Una volta alzato il fuoco il liquido inizia l’ebollizione e Orazio aggiunge il luppolo da amaro. Dopo 60 minuti sempre di ebollizione aggiunge la miscela di luppoli da aroma e gli ingredienti aromatizzanti che sono facoltativi. Altri 10 minuti e il liquido è pronto.

A questo punto Orazio prende la serpentina di rame, 10-11 metri avvolti a spirale, che ha sanificato precedentemente in acqua bollente acidula per almeno 18 minuti, la immerge nella pentola e la collega al rubinetto dell’acqua fredda per abbassare velocemente la temperatura del mosto.

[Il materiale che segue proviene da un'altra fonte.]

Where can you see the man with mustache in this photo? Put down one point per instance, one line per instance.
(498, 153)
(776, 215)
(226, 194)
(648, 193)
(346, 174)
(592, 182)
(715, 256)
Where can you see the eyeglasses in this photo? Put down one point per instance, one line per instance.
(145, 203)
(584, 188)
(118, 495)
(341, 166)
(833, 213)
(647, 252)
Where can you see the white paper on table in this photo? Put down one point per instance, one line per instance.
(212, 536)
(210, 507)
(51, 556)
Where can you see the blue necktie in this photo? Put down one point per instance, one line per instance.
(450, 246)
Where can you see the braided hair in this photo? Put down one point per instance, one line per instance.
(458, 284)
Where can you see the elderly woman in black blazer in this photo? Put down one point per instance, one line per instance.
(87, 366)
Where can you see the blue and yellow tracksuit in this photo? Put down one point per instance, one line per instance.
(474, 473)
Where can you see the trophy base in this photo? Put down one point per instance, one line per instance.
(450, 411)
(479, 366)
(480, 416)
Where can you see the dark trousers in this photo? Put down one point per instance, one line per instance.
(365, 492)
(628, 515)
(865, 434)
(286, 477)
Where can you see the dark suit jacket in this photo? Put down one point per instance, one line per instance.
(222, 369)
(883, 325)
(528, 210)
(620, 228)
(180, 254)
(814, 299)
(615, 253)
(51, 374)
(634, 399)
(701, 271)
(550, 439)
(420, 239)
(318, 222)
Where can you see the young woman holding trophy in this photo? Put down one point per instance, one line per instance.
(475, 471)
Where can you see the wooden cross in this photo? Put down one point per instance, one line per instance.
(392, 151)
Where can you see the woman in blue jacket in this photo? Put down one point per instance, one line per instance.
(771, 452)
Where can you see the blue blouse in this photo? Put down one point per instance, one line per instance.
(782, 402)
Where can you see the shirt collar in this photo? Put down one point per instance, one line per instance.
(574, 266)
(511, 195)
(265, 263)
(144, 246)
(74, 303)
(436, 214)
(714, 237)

Poi agita velocemente il mosto per far sì che le proteine non solubili, parte del grist sfuggito alla filtrazione e i residui della luppolatura si raccolgano al centro e non seguano il liquido attraverso il flessibile-filtro. Una volta che tutto il liquido è nel fermentatore Orazio aggiunge il lievito liquido preventivamente attivato. La lezione pratica finisce qui. Le attività a valle le conosciamo bene sia perché oggetto di dissertazione da parte del maestro e sia perché da tempo birrifichiamo partendo da estratti di malto già luppolati.

La lezione è stata molto produttiva sebbene per alcuni più che per altri. Qualcuno infatti si è distratto inseguendo salsicce e carni alla brace messe sulla graticola dal padrone di casa.